Field value must equal the normalized token

"john" matches "john" only

PREFIX

Field value must start with the token

"joh" matches "john", "johnson"

CONTAINS

Token must appear anywhere in the field value

"ohn" matches "john", "johnson"


Fuzzy Modes (FuzzyMode)

Mode

Algorithm

Use Case

EXACT

No fuzzy – exact/prefix/contains matching only

Fast, precise results

FUZZY

partial_ratio (substring matching)

Typo tolerance

TOKEN_SORT

token_sort_ratio (word-order agnostic)

“John Doe” matches “Doe John”

Both fuzzy modes are implemented natively in the bundled engine (a Rust reimplementation of rapidfuzz’s partial_ratio / token_sort_ratio) and are always available – no extra dependency to install.


Scoring

Exact Scoring

In exact mode (FuzzyMode.EXACT), each matching token contributes a fixed score of 100. All tokens must match (AND logic) – if any token fails to match any field, the item scores 0.

Fuzzy Scoring

In fuzzy mode, partial_ratio returns a score from 0-100 for each (token, field_value) pair. Only scores at or above the threshold count as a match. A score below threshold is treated as 0 (no match).

Weighted Scoring

When weights are provided, each field’s score is multiplied by its weight:

SearchSpec(
    query="john",
    fields=("name", "email", "bio"),
    weights={"name": 3.0, "email": 1.0, "bio": 0.5},
)

For multi-field search, the engine finds the best weighted score across all fields for each token, then sums across tokens.

Scoring Example

Given weights={"name": 2.0, "email": 1.0} and query "john":

Item

Name Score

Email Score

Best Weighted

Total

name="John Doe", email="john@x.com"

100 * 2.0 = 200

100 * 1.0 = 100

200

200

name="Jane", email="john.doe@x.com"

0

100 * 1.0 = 100

100

100

name="Bob", email="bob@x.com"

0

0

0

0 (excluded)


Single-Field vs Multi-Field

The SearchEngine has two optimized paths:

  • Single field – avoids list allocation per item, direct accessor call.

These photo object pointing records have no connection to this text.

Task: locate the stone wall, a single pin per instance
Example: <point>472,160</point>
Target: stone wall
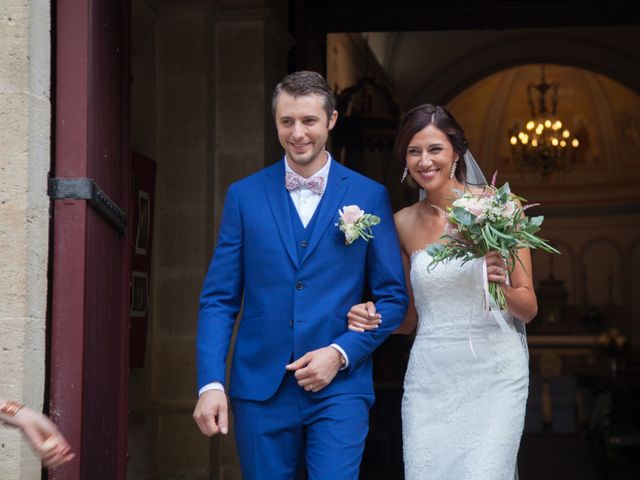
<point>25,126</point>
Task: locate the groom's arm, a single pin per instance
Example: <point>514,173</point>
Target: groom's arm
<point>387,285</point>
<point>221,296</point>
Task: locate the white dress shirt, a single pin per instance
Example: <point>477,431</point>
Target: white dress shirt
<point>306,203</point>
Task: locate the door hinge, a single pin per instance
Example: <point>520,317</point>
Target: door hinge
<point>86,189</point>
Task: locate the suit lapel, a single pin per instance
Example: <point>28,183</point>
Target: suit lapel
<point>278,201</point>
<point>337,184</point>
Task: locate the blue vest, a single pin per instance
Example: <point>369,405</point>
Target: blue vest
<point>301,234</point>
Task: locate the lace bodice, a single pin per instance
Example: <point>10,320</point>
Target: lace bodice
<point>448,297</point>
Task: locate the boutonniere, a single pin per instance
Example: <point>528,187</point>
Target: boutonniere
<point>354,223</point>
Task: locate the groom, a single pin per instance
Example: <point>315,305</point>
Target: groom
<point>301,384</point>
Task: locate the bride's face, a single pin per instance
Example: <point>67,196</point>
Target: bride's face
<point>429,158</point>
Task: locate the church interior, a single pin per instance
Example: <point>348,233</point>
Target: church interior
<point>202,75</point>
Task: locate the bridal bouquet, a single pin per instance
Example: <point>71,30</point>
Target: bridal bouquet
<point>491,220</point>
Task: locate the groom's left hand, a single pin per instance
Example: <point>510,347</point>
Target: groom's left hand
<point>315,370</point>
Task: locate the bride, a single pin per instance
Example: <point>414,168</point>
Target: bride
<point>466,384</point>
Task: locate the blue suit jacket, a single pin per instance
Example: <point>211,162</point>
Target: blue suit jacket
<point>292,306</point>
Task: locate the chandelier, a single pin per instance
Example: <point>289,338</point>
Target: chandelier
<point>544,144</point>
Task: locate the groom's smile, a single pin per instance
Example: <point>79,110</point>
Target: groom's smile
<point>303,129</point>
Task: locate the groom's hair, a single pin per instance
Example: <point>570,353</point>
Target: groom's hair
<point>302,83</point>
<point>421,117</point>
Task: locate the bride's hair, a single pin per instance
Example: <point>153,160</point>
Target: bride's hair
<point>422,116</point>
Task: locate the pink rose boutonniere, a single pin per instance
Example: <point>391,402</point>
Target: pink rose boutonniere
<point>355,223</point>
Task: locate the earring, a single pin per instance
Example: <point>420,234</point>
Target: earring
<point>453,169</point>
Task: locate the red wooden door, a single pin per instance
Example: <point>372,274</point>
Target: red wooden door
<point>91,242</point>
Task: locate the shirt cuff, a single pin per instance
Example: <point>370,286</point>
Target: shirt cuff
<point>211,386</point>
<point>343,353</point>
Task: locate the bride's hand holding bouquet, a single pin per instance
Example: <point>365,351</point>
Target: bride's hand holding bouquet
<point>491,220</point>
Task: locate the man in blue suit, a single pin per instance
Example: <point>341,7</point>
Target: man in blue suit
<point>301,384</point>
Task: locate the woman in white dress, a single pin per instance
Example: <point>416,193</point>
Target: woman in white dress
<point>466,384</point>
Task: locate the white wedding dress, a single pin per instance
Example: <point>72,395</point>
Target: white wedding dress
<point>462,414</point>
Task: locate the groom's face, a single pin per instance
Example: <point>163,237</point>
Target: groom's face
<point>303,128</point>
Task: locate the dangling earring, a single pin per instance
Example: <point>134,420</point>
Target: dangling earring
<point>453,169</point>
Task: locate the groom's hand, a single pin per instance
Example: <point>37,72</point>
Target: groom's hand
<point>315,370</point>
<point>211,413</point>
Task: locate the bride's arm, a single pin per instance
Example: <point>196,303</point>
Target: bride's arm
<point>520,295</point>
<point>411,318</point>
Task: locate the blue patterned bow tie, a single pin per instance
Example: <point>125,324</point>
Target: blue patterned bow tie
<point>293,181</point>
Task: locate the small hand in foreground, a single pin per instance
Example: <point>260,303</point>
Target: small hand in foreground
<point>315,370</point>
<point>364,317</point>
<point>497,270</point>
<point>44,437</point>
<point>211,413</point>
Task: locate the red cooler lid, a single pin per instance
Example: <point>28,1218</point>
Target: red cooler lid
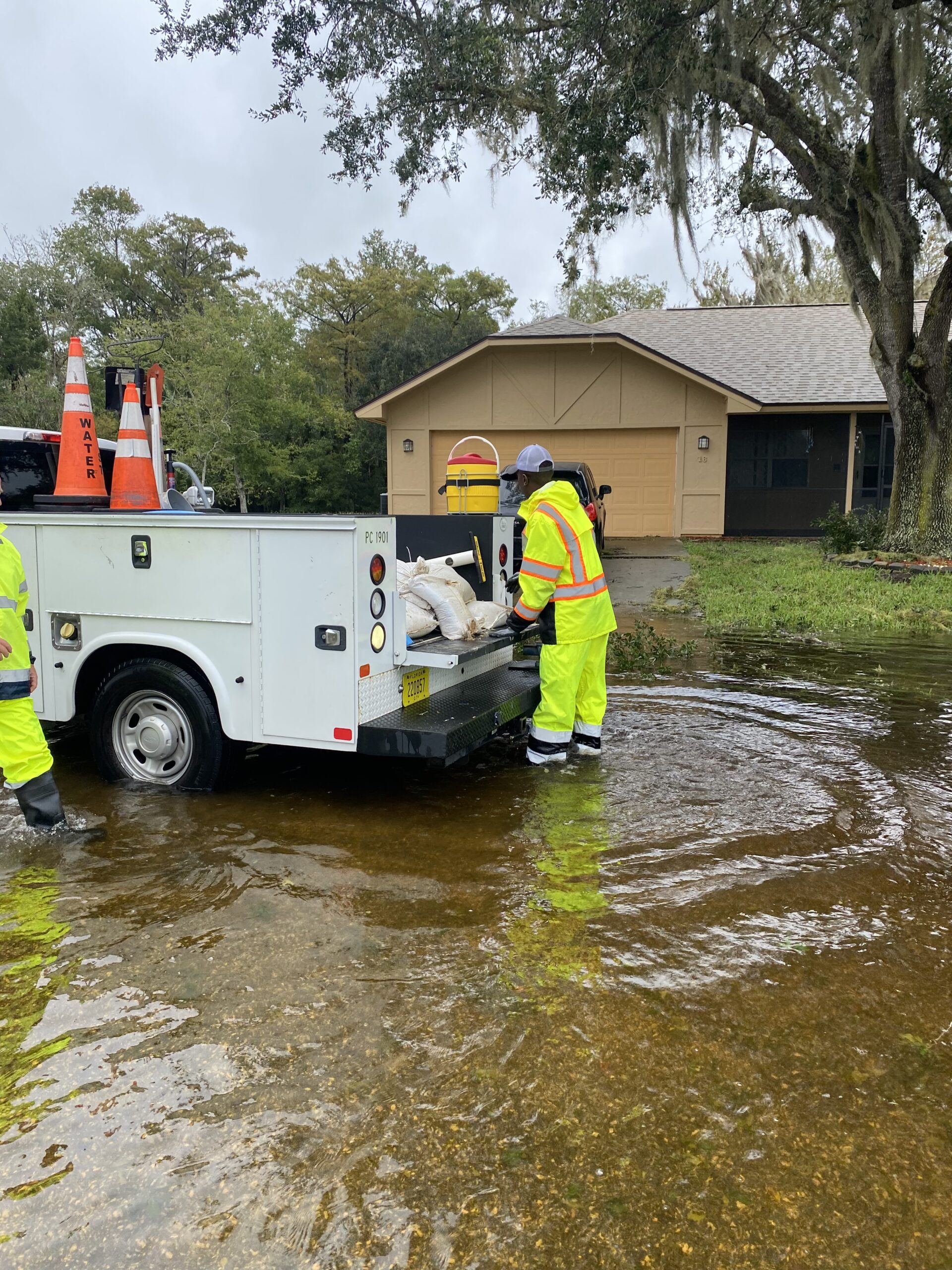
<point>473,459</point>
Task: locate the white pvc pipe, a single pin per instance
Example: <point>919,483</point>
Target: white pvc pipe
<point>455,561</point>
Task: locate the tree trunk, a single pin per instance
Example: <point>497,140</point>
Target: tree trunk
<point>921,506</point>
<point>240,492</point>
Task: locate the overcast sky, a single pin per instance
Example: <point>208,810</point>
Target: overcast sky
<point>85,103</point>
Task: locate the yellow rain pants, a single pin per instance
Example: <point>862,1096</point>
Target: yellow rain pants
<point>573,699</point>
<point>23,750</point>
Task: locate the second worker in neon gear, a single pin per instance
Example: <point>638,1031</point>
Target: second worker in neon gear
<point>564,588</point>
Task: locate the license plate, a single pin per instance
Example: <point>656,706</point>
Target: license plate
<point>416,686</point>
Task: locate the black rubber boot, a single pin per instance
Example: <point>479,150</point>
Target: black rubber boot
<point>40,803</point>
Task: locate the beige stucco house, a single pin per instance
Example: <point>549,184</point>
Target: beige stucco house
<point>702,421</point>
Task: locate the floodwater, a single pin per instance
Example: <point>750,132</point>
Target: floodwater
<point>691,1006</point>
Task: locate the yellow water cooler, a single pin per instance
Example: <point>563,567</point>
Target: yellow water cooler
<point>473,480</point>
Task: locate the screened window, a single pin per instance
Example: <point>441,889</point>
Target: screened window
<point>770,459</point>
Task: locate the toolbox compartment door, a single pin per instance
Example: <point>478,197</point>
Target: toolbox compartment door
<point>309,690</point>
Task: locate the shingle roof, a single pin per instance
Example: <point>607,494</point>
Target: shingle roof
<point>547,328</point>
<point>778,355</point>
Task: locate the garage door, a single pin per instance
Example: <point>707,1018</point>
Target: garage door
<point>638,463</point>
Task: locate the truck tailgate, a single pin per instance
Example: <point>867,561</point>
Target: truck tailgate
<point>451,723</point>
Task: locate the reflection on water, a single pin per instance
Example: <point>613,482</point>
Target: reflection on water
<point>691,1005</point>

  • Multi-field – extracts and normalizes all field values, finds best weighted match.

# Single field (fast path)
SearchSpec(query="john", fields=("name",))

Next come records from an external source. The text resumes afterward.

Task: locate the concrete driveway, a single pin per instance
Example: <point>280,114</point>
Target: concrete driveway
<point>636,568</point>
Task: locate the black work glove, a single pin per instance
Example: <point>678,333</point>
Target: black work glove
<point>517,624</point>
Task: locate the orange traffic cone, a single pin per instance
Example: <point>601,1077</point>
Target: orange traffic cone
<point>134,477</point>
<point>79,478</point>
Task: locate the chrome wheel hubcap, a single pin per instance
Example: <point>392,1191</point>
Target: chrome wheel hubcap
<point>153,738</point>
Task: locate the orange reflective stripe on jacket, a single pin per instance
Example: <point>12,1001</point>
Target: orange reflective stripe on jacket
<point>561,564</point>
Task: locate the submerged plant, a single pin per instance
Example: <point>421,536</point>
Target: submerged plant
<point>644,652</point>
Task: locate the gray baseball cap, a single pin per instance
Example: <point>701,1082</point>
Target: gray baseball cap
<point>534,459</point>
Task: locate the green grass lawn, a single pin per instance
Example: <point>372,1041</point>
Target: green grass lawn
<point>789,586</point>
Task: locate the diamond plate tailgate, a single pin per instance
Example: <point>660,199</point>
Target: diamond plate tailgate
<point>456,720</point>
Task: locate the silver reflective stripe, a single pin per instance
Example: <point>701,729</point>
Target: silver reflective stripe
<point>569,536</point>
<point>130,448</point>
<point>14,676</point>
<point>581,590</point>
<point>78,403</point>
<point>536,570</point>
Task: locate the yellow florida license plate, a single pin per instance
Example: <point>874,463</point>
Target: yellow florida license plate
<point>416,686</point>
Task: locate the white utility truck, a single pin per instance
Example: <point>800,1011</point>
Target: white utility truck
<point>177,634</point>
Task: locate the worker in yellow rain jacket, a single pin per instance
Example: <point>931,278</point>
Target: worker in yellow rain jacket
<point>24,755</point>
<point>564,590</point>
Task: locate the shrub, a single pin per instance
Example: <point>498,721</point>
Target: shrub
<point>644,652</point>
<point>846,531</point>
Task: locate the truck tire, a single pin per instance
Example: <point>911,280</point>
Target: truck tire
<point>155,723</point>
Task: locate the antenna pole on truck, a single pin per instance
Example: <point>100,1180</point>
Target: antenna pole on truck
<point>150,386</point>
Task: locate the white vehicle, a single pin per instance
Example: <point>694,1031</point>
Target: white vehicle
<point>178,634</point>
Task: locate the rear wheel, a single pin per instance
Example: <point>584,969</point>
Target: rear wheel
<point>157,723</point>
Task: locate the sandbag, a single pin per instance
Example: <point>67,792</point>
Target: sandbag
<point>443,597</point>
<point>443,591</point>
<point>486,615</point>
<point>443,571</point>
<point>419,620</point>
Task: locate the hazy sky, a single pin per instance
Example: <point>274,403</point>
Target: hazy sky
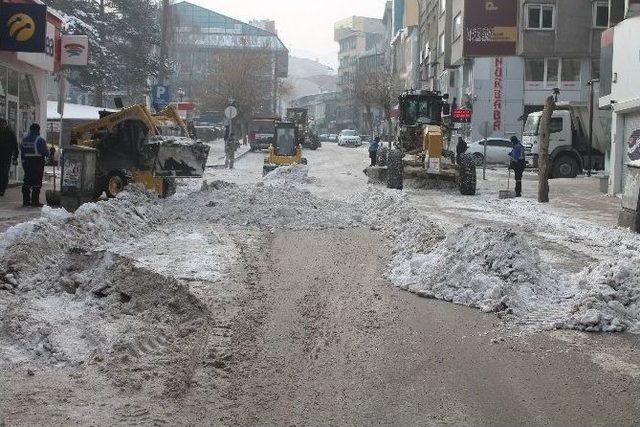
<point>305,26</point>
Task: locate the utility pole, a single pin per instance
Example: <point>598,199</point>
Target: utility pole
<point>164,45</point>
<point>591,111</point>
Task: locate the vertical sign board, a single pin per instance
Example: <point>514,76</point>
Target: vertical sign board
<point>75,50</point>
<point>490,27</point>
<point>498,93</point>
<point>23,27</point>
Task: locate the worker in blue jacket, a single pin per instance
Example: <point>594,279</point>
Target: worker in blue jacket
<point>518,163</point>
<point>373,150</point>
<point>33,151</point>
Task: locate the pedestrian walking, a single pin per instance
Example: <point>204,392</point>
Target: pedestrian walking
<point>230,146</point>
<point>461,148</point>
<point>373,150</point>
<point>8,154</point>
<point>518,163</point>
<point>33,151</point>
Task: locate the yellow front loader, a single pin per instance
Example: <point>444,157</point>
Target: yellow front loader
<point>136,146</point>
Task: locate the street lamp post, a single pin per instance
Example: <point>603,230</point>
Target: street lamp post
<point>591,85</point>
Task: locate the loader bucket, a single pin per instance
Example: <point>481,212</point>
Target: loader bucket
<point>175,156</point>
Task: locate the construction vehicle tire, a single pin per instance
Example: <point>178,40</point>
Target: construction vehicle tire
<point>395,170</point>
<point>170,186</point>
<point>117,180</point>
<point>467,179</point>
<point>382,156</point>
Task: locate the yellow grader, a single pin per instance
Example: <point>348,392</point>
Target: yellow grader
<point>421,149</point>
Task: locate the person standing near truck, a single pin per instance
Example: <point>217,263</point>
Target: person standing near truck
<point>33,150</point>
<point>230,146</point>
<point>8,154</point>
<point>518,163</point>
<point>373,150</point>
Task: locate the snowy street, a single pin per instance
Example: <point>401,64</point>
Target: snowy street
<point>281,301</point>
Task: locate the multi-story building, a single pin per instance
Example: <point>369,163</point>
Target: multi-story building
<point>620,91</point>
<point>203,36</point>
<point>322,109</point>
<point>356,36</point>
<point>405,50</point>
<point>502,87</point>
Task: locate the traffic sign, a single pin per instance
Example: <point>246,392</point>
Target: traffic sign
<point>231,112</point>
<point>161,95</point>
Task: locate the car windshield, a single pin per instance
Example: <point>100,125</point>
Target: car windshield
<point>531,126</point>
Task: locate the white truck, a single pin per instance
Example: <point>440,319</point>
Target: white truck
<point>569,141</point>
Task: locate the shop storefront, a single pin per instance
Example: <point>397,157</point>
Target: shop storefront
<point>23,82</point>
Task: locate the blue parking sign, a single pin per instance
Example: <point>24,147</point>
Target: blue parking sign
<point>161,95</point>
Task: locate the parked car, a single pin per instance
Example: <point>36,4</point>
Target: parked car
<point>498,150</point>
<point>349,137</point>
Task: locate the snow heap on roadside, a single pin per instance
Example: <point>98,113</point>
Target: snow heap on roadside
<point>609,297</point>
<point>497,270</point>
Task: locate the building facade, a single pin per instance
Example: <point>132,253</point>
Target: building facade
<point>24,81</point>
<point>202,36</point>
<point>357,36</point>
<point>503,89</point>
<point>620,91</point>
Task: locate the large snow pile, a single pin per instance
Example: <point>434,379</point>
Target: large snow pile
<point>497,270</point>
<point>609,297</point>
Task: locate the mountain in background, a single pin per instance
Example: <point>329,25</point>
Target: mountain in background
<point>308,77</point>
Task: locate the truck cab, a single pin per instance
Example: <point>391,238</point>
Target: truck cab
<point>569,140</point>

# Multi-field with weights
SearchSpec(query="john", fields=("name", "email", "bio"), weights={"name": 2.0})

Text Normalization

All text (queries and field values) is normalized before matching:

from pypaginate.text.normalize import normalize_text

normalize_text("Cafe\u0301")   # "cafe"  (accent removed, lowercased)
normalize_text("HELLO World")  # "hello world"

Normalization includes:

  • Unicode NFKD decomposition

  • Accent/diacritic removal

  • Lowercase conversion

This makes search accent-insensitive and case-insensitive by default.




Pipeline Integration

Search integrates with the pipeline alongside filters and sorting:

from pypaginate.engine.pipeline import AsyncPipeline
from pypaginate.engine.paginator import AsyncPaginator
from pypaginate.adapters.sqlalchemy import (
    SQLAlchemyBackend, SQLAlchemyFilterBackend,
    SQLAlchemySortBackend, SQLAlchemySearchBackend,
)
from pypaginate import OffsetParams, FilterSpec, SortSpec, SearchSpec

pipeline = AsyncPipeline(
    AsyncPaginator(SQLAlchemyBackend(session)),
    filter_backend=SQLAlchemyFilterBackend(),
    sort_backend=SQLAlchemySortBackend(),
    search_backend=SQLAlchemySearchBackend(),
)

result = await pipeline.execute(
    select(User),
    OffsetParams(page=1, limit=20),
    filters=[FilterSpec(field="status", value="active")],
    sorting=[SortSpec(field="name")],
    search=SearchSpec(query="john", fields=("name", "email")),
)

The pipeline applies operations in order: filter -> sort -> search -> paginate.


Performance Tips

  • Search fewer fields for faster results.

  • Use EXACT mode when fuzzy matching is not needed.

  • Set max_results to limit scoring work on large datasets.

  • For SQL backends, ensure searched columns have appropriate indexes (GIN for PostgreSQL full-text, trigram for fuzzy).